A Kamloops Councillor wants the province to help the City start addressing recommendations put forward by municipal adviser Henry Braun.
Dale Bass says the city does not have a number of tools in place to tackle some of the 13 recommendations issued by Henry Braun to council as a whole.
“The municipal adviser can come in and do whatever he wants and report whatever he needs to report but he has no tools,” Bass said, during her Council Report Tuesday.
Bass suggested a letter be sent to Premier David Eby and Municipal Affairs Minister Anne Kang, asking for legislation that would help councils like Kamloops address ongoing issues.
“To address ongoing issues of breaches of conduct, ethical breaches, poor governance, decisions that are made that impact the community in an adverse way,” Bass said.
Mayor Reid Hamer Jackson – who had been temporarily removed as chair earlier in the meeting – appeared to push back, saying the city has a number of tools at its disposal like the Community Charter and the ability for 10 electors to petition the Supreme Court to disqualify a candidate from office.
He also cited reporting from Castanet and said the province was not considering recall legislation at this time.
“The province actually says that the government, that we do have a lot of tools in our municipalities,” Hamer-Jackson said.
“The province said it will not enact recall [legislation]. I deliberately did not include anything like that because there are other options,” Bass said, in response. “I don’t know where to begin with some of these things with you. Yes, there is the Community Charter, but when someone breaches the Community Charter, what can we do? Not much.”
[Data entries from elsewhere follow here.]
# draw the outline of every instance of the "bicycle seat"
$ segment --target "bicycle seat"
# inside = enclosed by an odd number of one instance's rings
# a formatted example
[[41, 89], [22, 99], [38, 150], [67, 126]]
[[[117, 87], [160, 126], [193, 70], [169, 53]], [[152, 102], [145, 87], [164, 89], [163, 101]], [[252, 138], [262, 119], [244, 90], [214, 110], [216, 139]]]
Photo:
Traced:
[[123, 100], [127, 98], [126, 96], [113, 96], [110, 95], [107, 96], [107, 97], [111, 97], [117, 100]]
“As for your 10-person petition, it must be a pecuniary conflict of interest. Total chaos is not qualified to go to the Supreme Court.”
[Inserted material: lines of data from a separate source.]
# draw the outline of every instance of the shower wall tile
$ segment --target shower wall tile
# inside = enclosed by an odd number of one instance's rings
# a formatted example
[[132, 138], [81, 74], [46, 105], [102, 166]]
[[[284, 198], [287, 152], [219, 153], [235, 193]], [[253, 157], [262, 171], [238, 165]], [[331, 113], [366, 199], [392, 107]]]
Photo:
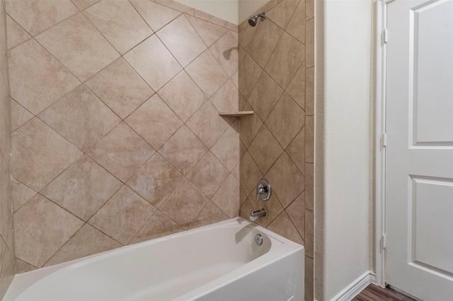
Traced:
[[207, 22], [205, 20], [187, 15], [186, 17], [207, 47], [211, 46], [227, 31], [226, 28]]
[[164, 145], [183, 122], [156, 94], [125, 120], [155, 150]]
[[38, 118], [12, 134], [12, 174], [35, 191], [82, 156], [82, 153]]
[[120, 57], [81, 13], [41, 33], [36, 40], [81, 81]]
[[118, 59], [85, 85], [120, 118], [126, 118], [154, 91], [124, 60]]
[[52, 256], [45, 266], [53, 266], [122, 247], [96, 228], [85, 224]]
[[125, 182], [155, 150], [124, 122], [120, 124], [86, 154]]
[[183, 179], [183, 176], [156, 153], [127, 184], [151, 205], [160, 208]]
[[153, 30], [157, 31], [176, 18], [181, 13], [169, 7], [147, 0], [130, 0]]
[[[183, 15], [159, 30], [156, 35], [183, 67], [206, 49], [205, 43]], [[181, 47], [181, 45], [184, 47]]]
[[125, 54], [124, 58], [157, 91], [182, 68], [156, 35]]
[[121, 185], [115, 177], [88, 157], [84, 156], [41, 190], [40, 194], [86, 221]]
[[16, 228], [1, 216], [0, 242], [18, 253], [0, 264], [23, 273], [238, 216], [238, 122], [219, 116], [239, 107], [237, 26], [171, 0], [9, 3], [0, 212], [13, 203]]
[[14, 213], [16, 255], [42, 267], [83, 225], [82, 220], [37, 194]]
[[209, 50], [190, 63], [185, 71], [208, 98], [229, 78]]
[[6, 1], [6, 13], [33, 36], [78, 12], [69, 0]]
[[88, 150], [121, 122], [84, 85], [38, 116], [82, 151]]
[[122, 244], [127, 244], [154, 212], [153, 206], [125, 185], [88, 223]]
[[[11, 179], [11, 120], [13, 105], [10, 98], [6, 33], [13, 20], [4, 11], [4, 1], [0, 6], [0, 299], [13, 281], [16, 269], [14, 232], [13, 232], [13, 187]], [[11, 22], [12, 21], [12, 22]], [[15, 29], [20, 28], [17, 24]], [[28, 38], [18, 30], [14, 42]], [[13, 39], [14, 40], [14, 39]], [[9, 42], [8, 42], [9, 43]], [[9, 43], [11, 44], [11, 43]], [[24, 119], [26, 117], [24, 117]], [[25, 197], [29, 197], [27, 195]], [[239, 202], [239, 201], [238, 201]]]
[[11, 49], [30, 39], [31, 36], [11, 17], [6, 16], [6, 42]]
[[[175, 89], [174, 87], [178, 88]], [[207, 100], [205, 94], [185, 71], [175, 76], [157, 94], [184, 122]]]
[[86, 8], [84, 14], [121, 54], [153, 34], [127, 1], [103, 0]]
[[[313, 300], [314, 1], [273, 0], [262, 11], [264, 22], [239, 26], [239, 107], [255, 111], [239, 120], [239, 214], [264, 207], [258, 224], [305, 245], [305, 300]], [[274, 192], [265, 203], [254, 199], [263, 178]]]
[[33, 114], [39, 113], [80, 84], [35, 40], [11, 49], [8, 59], [11, 96]]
While Bass’ motion did not specify what kind of legislation she wants to see, she also said Tuesday – after a suggestion by Councillor Kelly Hall – that a provincially appointed municipal ethics commissioner “would be appropriate.”
“I wonder if we need to align it with something that UBCM tried back in 2016 where they were looking at an ethics commissioner,” Hall said.
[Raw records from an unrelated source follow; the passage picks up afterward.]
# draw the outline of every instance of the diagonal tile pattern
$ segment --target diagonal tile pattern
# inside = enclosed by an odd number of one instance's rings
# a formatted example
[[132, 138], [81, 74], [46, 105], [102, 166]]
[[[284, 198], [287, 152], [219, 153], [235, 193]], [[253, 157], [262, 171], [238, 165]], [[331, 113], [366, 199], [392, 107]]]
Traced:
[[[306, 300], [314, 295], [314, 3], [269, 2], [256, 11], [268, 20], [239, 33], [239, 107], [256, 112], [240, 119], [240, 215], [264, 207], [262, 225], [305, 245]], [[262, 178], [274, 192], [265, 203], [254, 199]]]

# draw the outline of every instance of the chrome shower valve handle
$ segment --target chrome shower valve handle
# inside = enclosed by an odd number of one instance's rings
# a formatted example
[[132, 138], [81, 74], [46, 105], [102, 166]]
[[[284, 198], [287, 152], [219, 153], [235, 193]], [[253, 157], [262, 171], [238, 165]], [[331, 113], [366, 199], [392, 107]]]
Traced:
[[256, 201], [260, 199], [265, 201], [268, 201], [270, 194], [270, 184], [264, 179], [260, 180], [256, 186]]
“I have no problem with that. I was looking for some guidance from council on that because I don’t know how far we want to go but I think an ethics commissioner at the provincial level to deal with all municipalities would be appropriate,” Bass responded.
She also said she hopes other municipalities reach out to the Provincial Government asking for legislation to be implemented, noting Kamloops is not the only community where there are issues around the council table.
“When we look around the province, we see several municipalities that are having issues,” Bass said. “Not quite like ours but sometimes like ours, and its time for the province to do something, and the reality is we have no tools.”
At the recently concluded Southern Interior Local Government Association convention, delegates voted in favour of a resolution from the City of Kamloops to extend WorkSafeBC policies and safeguards around bullying and harassment to local government politicians as well.
“Local governments do have Codes of Conduct, but not everybody necessarily adheres to those,” SILGA President and Oliver Councillor Aimee Grice told Radio NL of the resolution. “So I think what the community [Kamloops] is looking for is something with a little bit more teeth should these situations arise.”
“City staff would have those protections, as they are employees, but local government officials are not considered employees, so those protections are not in place.”